Gill has a safe way of exploring past lives ... but when Concha tries it she experiences an excerpt from the life of a woman who will be her daughter, living in a world of worsening environmental conditions. The question is whether she 'the' future or just 'a' future and whether she caused the future she saw. Duplicity and double dealing, greed and lust for wealth at the expense of the environment and murder demand all Gill's resourcefulness.
Excerpt:
Another jagged streak of lightning forked down the side of one of the nearer peaks, which loomed for an instant from the rain and the falling darkness as another, more distant, flash lit up the sky behind it. The lightning was almost continuous now, illuminating the whole of the Sierra Nevada in an eerie firework display, to the accompaniment of an equally continuous, though not immediately near, crackle and crash and rumble.

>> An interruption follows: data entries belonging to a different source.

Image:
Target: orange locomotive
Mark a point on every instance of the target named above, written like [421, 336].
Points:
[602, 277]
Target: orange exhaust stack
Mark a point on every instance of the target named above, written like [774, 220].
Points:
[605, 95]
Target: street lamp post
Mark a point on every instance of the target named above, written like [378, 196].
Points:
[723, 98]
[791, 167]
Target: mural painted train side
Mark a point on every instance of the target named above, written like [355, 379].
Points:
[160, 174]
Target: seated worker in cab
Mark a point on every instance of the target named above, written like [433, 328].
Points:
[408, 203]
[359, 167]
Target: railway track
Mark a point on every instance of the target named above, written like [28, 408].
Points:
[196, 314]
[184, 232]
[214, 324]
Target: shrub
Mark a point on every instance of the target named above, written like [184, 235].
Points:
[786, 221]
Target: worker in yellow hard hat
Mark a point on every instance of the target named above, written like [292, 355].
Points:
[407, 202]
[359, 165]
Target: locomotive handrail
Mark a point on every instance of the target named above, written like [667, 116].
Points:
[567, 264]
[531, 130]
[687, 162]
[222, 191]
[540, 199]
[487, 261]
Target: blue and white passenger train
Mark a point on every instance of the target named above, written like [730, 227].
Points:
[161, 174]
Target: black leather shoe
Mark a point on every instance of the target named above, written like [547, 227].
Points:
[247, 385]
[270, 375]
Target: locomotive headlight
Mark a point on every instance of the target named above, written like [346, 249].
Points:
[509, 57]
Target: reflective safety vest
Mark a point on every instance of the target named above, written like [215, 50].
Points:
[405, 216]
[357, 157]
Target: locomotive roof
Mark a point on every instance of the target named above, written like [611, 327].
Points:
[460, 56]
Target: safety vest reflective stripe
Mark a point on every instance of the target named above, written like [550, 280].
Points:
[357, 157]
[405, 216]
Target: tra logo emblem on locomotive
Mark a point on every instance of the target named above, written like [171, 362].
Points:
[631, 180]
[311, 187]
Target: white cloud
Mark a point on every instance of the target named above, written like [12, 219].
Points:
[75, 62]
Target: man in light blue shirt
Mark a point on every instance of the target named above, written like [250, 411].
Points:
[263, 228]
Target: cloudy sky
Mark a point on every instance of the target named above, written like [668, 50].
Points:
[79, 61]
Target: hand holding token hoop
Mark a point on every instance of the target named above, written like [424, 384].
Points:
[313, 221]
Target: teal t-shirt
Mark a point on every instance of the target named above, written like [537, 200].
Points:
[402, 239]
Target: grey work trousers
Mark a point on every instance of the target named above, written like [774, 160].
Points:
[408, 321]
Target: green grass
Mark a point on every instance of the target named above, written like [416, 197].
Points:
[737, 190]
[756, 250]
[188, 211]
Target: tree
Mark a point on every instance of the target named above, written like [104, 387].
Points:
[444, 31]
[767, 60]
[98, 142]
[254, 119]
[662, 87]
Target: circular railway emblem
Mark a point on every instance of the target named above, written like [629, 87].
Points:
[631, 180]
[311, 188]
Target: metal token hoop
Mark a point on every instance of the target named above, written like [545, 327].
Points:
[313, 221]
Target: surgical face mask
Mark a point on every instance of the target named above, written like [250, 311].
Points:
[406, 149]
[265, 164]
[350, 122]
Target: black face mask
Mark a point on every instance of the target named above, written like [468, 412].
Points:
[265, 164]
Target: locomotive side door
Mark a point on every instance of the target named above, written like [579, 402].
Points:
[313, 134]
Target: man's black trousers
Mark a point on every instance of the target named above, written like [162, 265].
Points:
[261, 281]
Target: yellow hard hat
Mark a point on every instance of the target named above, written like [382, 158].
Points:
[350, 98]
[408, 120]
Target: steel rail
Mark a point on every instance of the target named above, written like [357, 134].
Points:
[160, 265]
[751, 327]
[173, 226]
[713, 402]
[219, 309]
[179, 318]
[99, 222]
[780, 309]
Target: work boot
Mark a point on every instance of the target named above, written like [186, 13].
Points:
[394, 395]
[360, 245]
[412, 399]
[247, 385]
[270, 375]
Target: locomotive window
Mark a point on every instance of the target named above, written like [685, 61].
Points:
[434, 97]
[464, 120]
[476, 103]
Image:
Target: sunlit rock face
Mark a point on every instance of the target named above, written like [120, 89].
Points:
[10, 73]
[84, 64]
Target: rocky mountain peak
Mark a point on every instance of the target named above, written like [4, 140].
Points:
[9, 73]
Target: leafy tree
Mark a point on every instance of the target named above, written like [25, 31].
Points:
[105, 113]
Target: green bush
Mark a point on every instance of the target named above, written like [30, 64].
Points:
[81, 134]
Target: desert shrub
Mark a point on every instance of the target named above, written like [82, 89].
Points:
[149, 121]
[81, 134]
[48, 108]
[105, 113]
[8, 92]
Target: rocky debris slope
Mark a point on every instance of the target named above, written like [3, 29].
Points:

The flash was followed by a sound halfway between a vicious tearing noise and a great pile of bricks falling but, though the flash had been vivid and the noise loud, the seat of the storm was not particularly near. The thunderstorm was possibly the more interesting to watch as the worst of it was clearly passing them by, the centre of the storm unleashing a spectacular fury as the air rose to cross the mountains.
Gill stood at the open door of the balcony, rather than on the balcony itself, watching the awesome display, as the storm continued to take out its anger on the mountains.
"Looks like the worst of it will miss us," said her husband Steve, joining her at the door and watching with her.
"It's as if the clouds are tearing themselves apart on the tops of the mountains and we're just watching them breaking up," said Gill, not really answering him. "Like a ship running aground or the coracle in your storm," she added.
"Probably nearly as wet," he remarked. "The street outside is like a river."
Lights were beginning to come on in the town, though it had been dark with lowering black clouds for some time. Malaga had been sunny and quite hot for late February, and they had driven fifty kilometres up the coast before seeing any sign of the storm. Even when they reached Salobreña it had still been dry, though very threatening.
It was certainly raining hard now. Precipitation hung from the clouds like strips of fine, grey muslin and lashed like something solid. Salobreña clings to a rocky outcrop: the rain soaked into the earth where there was any and bounced off the rock where there wasn't. Water gathered in the alleyways like little streams and tumbled down flights of steps like miniature waterfalls, on its way to join the growing rivers flooding the steep streets and tiny squares.
Behind the first two watchers, Dave and Concha quietly came into the room and also watched, not interrupting. "Is this as fierce as that storm two thousand years ago?" Gill asked Steve.
"Completely different," said Steve. "That was the wind. A gale or worse, but, not a thunderstorm, though there was rain."
"One doesn't rule out the other. You can get thunder and lightning with a hurricane."
"I don't recall thunder. Anyway, it was the wind I remember. And the windblown spray." There was humour in Steve's voice as he added, "I'll say this though. I don't recall a more violent storm in this life."